Entgegen den Darstellungen von Herrn Röttgers haben unsere über
20-jährigen umwelttoxikologischen und medizinischen Erfahrungen ergeben, dass die umweltbedingt kranken Patienten zunächst eine „Odyssee durch die gesamte Schulmedizin“ durchlaufen müssen, bevor – manchmal eher zufällig – eine umweltbedingte Ursache überhaupt in Betracht gezogen wird.

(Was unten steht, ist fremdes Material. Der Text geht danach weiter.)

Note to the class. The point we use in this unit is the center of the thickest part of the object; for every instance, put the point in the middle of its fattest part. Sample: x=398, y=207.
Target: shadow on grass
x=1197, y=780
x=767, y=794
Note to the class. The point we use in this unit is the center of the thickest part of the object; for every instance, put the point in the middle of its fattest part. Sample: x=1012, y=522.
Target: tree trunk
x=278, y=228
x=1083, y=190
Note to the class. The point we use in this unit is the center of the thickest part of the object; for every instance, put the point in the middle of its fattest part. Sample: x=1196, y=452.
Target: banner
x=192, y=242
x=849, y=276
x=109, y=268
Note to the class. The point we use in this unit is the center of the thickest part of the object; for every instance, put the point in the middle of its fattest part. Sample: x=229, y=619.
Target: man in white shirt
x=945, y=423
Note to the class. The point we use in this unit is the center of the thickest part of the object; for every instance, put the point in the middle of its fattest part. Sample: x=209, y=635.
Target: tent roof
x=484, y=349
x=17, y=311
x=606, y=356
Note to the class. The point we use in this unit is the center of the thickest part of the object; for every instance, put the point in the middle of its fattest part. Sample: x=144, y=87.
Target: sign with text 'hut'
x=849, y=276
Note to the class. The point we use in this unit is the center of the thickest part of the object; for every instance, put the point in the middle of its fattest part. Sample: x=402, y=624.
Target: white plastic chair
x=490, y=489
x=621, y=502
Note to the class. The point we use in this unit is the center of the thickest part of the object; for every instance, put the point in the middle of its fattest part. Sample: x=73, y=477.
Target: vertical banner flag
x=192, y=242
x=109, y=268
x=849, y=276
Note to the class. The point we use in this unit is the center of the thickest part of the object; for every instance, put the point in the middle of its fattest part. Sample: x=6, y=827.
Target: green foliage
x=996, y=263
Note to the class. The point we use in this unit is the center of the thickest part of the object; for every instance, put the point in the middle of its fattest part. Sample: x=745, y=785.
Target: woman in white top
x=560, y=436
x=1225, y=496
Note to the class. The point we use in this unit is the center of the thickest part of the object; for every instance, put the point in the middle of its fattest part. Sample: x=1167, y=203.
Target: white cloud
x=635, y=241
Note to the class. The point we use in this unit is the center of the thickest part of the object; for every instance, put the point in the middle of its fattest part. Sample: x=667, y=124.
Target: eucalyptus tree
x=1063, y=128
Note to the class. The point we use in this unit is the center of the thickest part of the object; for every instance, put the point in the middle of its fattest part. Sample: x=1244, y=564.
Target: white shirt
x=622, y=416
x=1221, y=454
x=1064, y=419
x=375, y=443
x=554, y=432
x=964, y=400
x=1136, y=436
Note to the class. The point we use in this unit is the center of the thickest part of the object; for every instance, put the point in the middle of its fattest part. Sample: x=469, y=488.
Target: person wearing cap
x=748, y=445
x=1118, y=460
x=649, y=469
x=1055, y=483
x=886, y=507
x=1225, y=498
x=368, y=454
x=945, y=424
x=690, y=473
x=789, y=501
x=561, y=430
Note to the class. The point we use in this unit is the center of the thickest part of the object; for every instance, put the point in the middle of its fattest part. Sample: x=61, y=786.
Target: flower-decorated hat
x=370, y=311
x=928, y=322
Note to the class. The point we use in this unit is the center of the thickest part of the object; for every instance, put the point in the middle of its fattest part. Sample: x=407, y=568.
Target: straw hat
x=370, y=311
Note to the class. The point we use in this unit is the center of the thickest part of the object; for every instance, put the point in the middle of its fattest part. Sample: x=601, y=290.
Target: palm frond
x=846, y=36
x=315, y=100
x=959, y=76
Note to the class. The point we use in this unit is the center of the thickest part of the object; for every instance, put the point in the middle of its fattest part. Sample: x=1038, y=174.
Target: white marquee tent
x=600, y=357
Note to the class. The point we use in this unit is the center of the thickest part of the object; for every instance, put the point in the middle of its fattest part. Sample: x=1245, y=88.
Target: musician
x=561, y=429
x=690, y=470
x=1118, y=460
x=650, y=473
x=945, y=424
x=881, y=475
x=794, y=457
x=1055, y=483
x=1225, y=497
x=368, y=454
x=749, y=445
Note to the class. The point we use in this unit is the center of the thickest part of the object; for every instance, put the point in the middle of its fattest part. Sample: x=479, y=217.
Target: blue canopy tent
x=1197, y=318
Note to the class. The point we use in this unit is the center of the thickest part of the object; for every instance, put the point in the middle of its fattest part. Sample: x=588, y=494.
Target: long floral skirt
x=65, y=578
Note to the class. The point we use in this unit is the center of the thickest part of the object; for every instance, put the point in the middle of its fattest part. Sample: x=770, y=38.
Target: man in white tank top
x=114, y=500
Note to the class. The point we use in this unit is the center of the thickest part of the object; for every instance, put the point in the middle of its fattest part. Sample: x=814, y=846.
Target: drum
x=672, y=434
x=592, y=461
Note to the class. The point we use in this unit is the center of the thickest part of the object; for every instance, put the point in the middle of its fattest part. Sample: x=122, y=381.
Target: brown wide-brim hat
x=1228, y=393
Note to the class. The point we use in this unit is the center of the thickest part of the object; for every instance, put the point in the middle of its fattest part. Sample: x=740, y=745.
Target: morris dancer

Oft führt dann die Beseitigung der Noxen mit einer Häufigkeit bis 80 Prozent zu einer spontanen Besserung der Beschwerden oder sogar zu einer vollständigen, langanhaltenden Restitution der früheren Gesundheit. Wir empfehlen hierzu die Wahrnehmung der reichlich vorhandenen Literatur aus den fachlich qualifizierten umweltmedizinischen Bereichen, an der wir auch nicht unwesentlich beteiligt sind. Eine umfangreiche Literaturliste bieten wir gerne an.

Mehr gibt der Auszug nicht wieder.